3

Looking for insight into how to optimize the speed of a Python script.

Challenge: "Which positive integers are equal to 23 times the sum of their digits" >> this is my functioning code:

def sum_of_digits(number):
    sum = 0;
    for c in number:
        sum += ord(c) - 48;
    
    return sum;

upper_limit = 10000000000;
count = 0;
for i in range(1, upper_limit, 1):
    if(23 * sum_of_digits(str(i)) == i):
        print(i);
        count += 1;

Which correctly spits out 207 as an answer (2+0+7 = 9. 9 x 23 = 207).

Problem is the time for execution scales as (n).

Whilst I can pre calculate the sum_of_digits - this wont save time and am looking for Python methods to speed to execution.

I know I can delve into number theory and "maths" it - but am interested in what I can squeeze out of Python.

Finally, I know other languages might be quicker, but I'm a high school physics teacher using this as a STEM example in a summer class.

Asocia
  • 5,935
  • 2
  • 21
  • 46
NimueSTEM
  • 193
  • 2
  • 13
  • Iteration in Python is pretty slow. Vectorization is my go-to approach, since it solves the iteration problem and makes it easier to off-load calculations to libraries like NumPy etc. (which are a lot faster than regular Python, usually because they are implemented in C). I don't know of many other well-working solutions to speeding up Python, other than re-structuring the code or leveraging native libraries. – Morten Jensen Jul 03 '20 at 09:15

3 Answers3

4

First of all, this is Python so you don't need to put ; at the end of statements. Since you are looking for numbers which are multiple of 23, you can gain some performance if you iterate over the numbers that are multiples of 23:

for i in range(0, upper_limit, 23):
    # 'i' will take values 0, 23, 46, ...

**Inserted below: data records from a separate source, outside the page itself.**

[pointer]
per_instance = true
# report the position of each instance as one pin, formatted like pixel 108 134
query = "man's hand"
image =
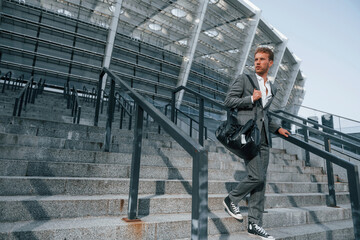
pixel 256 95
pixel 283 132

And your sum_of_digits function would perform better if you work on ints. Taken from here:

def sum_digits(n):
   r = 0
   while n:
       r, n = r + n % 10, n // 10
   return r

So the final code will be:

upper_limit = 10000000000
count = 0
for i in range(0, upper_limit, 23):
    if (23 * sum_digits(i) == i):
        print(i)
        count += 1

print(count)

However, this will still perform in O(n*m) because you have nested loops.

Instead of trying to find such numbers blindly, we can do a little bit math and break the loop.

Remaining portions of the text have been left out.